Кульминацией этих тенденций стала палетка Нармера. Ее форма напоминает о временах, когда скотоводы-полукочевники носили всё свое имущество с собой и могли проявить художественные склонности, только разрисовывая собственное тело. В ритуальной жизни такого общества раскраска лица играла важнейшую роль, и косметические палетки были любимым и ценным предметом. Но ко времени Нармера они стали уже чем-то вроде памятного знака, отмечающего важнейшие события, в данном случае – проявление всемогущества и божественности царя.

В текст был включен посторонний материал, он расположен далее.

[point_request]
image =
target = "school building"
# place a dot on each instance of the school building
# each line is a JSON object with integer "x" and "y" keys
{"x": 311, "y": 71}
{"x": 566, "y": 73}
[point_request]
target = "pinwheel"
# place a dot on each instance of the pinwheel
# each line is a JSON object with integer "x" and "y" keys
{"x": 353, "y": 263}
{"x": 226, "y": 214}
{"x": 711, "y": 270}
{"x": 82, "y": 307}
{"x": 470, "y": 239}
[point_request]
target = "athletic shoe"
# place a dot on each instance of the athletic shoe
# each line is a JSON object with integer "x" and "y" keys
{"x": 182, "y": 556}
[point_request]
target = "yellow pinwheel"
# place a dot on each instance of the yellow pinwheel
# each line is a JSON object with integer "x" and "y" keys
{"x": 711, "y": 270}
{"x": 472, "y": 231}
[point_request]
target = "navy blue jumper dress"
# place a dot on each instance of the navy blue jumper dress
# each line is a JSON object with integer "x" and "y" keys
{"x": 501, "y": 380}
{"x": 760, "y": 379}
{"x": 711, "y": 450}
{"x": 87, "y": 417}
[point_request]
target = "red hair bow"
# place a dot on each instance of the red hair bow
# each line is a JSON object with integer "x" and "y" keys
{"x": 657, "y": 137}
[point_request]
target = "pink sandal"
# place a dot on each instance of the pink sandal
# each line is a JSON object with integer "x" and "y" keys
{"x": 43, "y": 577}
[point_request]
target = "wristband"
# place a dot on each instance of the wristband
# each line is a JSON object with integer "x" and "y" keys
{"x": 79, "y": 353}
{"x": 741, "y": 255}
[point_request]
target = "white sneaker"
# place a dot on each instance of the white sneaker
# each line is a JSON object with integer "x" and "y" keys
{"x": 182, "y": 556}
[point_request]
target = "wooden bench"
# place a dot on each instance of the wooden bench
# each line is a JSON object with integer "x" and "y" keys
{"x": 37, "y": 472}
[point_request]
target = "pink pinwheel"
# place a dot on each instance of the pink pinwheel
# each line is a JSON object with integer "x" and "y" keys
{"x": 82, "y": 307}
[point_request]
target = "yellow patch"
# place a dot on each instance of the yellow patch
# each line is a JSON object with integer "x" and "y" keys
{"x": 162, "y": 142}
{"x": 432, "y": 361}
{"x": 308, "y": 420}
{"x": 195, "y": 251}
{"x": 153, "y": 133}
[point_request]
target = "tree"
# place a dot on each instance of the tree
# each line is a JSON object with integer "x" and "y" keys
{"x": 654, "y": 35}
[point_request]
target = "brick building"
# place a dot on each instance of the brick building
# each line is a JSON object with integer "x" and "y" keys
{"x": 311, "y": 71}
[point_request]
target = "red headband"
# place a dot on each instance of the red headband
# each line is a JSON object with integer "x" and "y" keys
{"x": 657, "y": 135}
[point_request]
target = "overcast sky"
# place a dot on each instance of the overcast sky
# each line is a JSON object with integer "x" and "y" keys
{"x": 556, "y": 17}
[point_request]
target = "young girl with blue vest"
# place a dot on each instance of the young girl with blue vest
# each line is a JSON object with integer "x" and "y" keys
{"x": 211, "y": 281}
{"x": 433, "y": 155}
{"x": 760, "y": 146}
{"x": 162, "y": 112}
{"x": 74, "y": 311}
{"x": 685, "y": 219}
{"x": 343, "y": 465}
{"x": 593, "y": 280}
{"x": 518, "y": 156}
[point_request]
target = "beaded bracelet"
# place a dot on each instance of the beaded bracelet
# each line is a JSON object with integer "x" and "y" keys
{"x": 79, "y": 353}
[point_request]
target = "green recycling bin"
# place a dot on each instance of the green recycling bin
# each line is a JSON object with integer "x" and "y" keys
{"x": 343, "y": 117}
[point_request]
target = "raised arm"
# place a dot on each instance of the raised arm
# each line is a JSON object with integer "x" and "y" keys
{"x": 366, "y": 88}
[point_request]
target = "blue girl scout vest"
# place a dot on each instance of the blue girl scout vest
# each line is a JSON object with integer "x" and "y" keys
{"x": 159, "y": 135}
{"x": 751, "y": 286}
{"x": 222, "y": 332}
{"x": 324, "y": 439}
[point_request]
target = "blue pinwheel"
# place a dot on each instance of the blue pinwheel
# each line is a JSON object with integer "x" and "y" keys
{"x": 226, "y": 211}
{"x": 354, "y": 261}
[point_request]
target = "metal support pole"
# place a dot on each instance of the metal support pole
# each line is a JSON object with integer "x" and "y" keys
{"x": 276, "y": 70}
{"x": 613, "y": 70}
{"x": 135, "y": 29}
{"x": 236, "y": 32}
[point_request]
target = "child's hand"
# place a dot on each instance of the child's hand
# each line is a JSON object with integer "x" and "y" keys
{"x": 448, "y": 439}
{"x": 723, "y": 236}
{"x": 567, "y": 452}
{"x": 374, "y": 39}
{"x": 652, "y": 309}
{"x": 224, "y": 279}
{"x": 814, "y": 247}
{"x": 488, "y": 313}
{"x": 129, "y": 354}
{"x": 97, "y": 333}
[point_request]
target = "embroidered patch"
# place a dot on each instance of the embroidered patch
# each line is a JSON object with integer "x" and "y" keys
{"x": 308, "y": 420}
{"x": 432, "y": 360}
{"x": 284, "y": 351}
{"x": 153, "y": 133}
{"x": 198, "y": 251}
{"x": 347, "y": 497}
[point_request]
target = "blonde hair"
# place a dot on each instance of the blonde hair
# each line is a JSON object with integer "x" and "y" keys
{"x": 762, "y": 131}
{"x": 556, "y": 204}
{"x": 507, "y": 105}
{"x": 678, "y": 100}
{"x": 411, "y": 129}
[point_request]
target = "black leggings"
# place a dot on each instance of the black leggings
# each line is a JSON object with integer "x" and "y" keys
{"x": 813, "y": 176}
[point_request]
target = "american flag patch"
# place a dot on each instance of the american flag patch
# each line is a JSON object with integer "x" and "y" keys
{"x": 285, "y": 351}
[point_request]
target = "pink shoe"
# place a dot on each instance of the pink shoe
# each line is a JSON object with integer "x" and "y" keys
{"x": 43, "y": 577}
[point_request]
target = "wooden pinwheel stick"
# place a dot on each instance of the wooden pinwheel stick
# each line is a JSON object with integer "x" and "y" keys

Отделка палетки Нармера также соединяет два мира, два века. Плоское углубление посередине, напоминающее о ее практическом назначении, обрамлено сплетенными шеями двух сказочных созданий, которых слуги держат на поводках. Эти «змеепарды» (леопарды со змеиными шеями) – не египетские по происхождению. Они принадлежат к художественному канону Древней Месопотамии. Заимствование произошло в период интенсивного обмена между двумя великими культурами на рубеже истории, когда идеи и влияния с берегов Тигра и Евфрата достигали отдаленной долины Нила. Додинастические правители Египта были заинтересованы в укреплении своей власти и влияния. Им требовались проверенные и надежные способы демонстрации того и другого, и они охотно заимствовали за рубежом то, что им подходило. Поэтому на протяжении нескольких поколений культура египетской элиты усвоила ряд месопотамских изобразительных мотивов, позволяющих выразить сложные, отвлеченные понятия – например, царственность (розетка) или соглашение между противоборствующими силами (два сплетенных зверя). Но как только заимствованные идеи давали желаемый эффект, их вытесняли местные изобретения; пожалуй, единственное, что не было отброшено, – это месопотамский стиль в архитектуре царского дворца и других общественных зданий. В палетке Нармера отражен этот момент поворота в истории культуры: месопотамские мотивы на одной стороне, чисто египетские – на другой. Египетская цивилизация достигла совершеннолетия и обретала собственный голос.